Tauch Tepich, CEO of Tauch Tepich Import Export Co Ltd
Tauch Tepich, CEO of Tauch Tepich Import Export Co Ltd, speaks to the Post at his office in Svay Rieng province. RANN REUY

Getting into the milled rice game

Though the Cambodian government is vowing to export at least one million tonnes of milled rice by 2015, businesses are finding it difficult to compete with better-established regional processors, while some are still sending unprocessed, paddy rice stock to neighbouring countries in defiance of a longstanding ban. The Post’s Rann Reuy sat down with a newcomer to milled rice, Tauch Tepich, CEO of the Svay Rieng province-based Tauch Tepich Import Export Co Ltd, to discuss Cambodia’s transition from a dependant to independent rice miller.

Why did you set up a rice mill here?
At first, we bought paddy rice from farmers and sold directly for small traders at the border. During the trading, for a long time, we were lucky to know some big Vietnamese companies and millers, and then we hired Vietnamese millers for processing. After all that, then we exported. From our experience with the Vietnamese, we got the idea to construct our own mill.

How long have you worked in the rice sector?
Since 2000, we started with small-scale trading to buy paddy rice. Then in 2011, we established the mill so we could export milled rice.

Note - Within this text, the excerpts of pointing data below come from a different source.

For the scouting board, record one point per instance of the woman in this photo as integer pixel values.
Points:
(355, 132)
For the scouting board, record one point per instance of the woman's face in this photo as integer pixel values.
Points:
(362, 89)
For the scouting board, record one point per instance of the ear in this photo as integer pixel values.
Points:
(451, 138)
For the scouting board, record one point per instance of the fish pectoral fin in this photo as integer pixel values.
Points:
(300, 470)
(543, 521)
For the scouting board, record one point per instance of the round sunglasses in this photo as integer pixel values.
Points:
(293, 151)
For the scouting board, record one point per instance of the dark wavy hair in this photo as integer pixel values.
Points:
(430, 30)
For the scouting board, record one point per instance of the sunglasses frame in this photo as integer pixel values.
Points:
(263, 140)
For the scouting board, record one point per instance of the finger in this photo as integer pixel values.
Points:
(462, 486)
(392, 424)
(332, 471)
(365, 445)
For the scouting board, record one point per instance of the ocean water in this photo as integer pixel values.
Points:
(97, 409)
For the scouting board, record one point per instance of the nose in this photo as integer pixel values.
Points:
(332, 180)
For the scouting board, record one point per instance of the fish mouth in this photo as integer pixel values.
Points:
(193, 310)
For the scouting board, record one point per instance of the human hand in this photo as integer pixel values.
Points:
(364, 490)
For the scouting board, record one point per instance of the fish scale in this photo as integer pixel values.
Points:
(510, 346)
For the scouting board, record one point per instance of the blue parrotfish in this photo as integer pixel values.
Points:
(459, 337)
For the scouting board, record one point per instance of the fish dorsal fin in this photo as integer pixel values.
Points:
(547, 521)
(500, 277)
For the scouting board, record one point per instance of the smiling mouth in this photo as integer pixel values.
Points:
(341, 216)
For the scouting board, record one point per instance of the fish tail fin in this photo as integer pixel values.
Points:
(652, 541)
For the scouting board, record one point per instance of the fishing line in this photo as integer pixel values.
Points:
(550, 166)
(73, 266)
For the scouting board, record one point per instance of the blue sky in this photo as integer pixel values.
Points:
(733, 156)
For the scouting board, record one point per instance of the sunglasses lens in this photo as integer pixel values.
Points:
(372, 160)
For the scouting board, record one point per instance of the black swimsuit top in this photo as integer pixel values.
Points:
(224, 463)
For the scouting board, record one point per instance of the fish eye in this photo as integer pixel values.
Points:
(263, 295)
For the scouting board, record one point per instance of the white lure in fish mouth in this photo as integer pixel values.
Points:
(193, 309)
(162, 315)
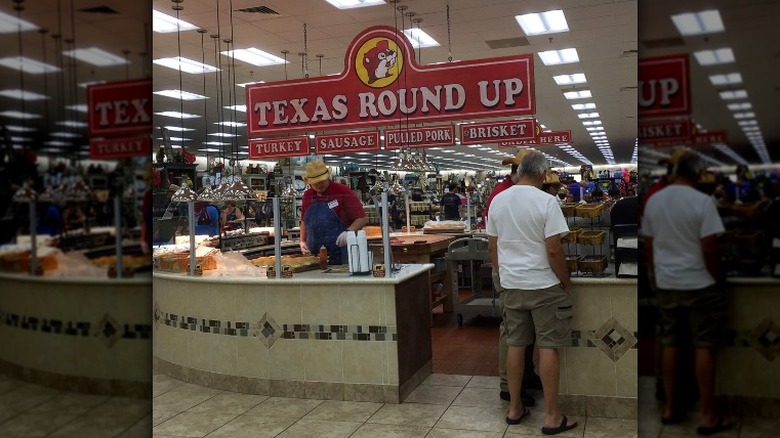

And this year, we finalised construction and started to buy paddy for processing and export.

What was your overhead like?
Including building and machinery, we spent about $2 million. Some of our money was combined with loans for this investment.

Why did you throw down such a large investment, and what kinds of costs are associated with the mill during operations?
Cambodian milled fragrant rice is very profitable. But the paddy costs $400 per tonne. What we are facing is a lack of capital to buy paddy from farmers, because for just 1,000 tonnes, we need to spend $400,000. Making long-grain rice is cheaper, but then we will have trouble competing with neighbouring countries.

Why do you think it is difficult to persuade other markets to believe in Cambodian rice?
There are some difficulties. First, these countries have years of export experience in this sector, so they already have their own markets. Secondly, we just started to export milled rice, but we have little capital. It is hard to compete for markets with experienced countries that can rely on large capital. We need to have our own brand for promotion purposes.

According to a recent report on milled rice exports, 46 countries accepted our rice. Vietnam and Thailand, however, weren’t on the list. Do these countries influence the rice sector?
Yes, they do. They buy our paddy rice in time for the harvest. Then they commence processing for their clients. Another important thing is that they have large warehouses, which are able to stock several hundreds of thousands of tonnes. Their exports are more frequent than ours. For us, we sign contracts before buying paddy. So, there are a lot of risks for us.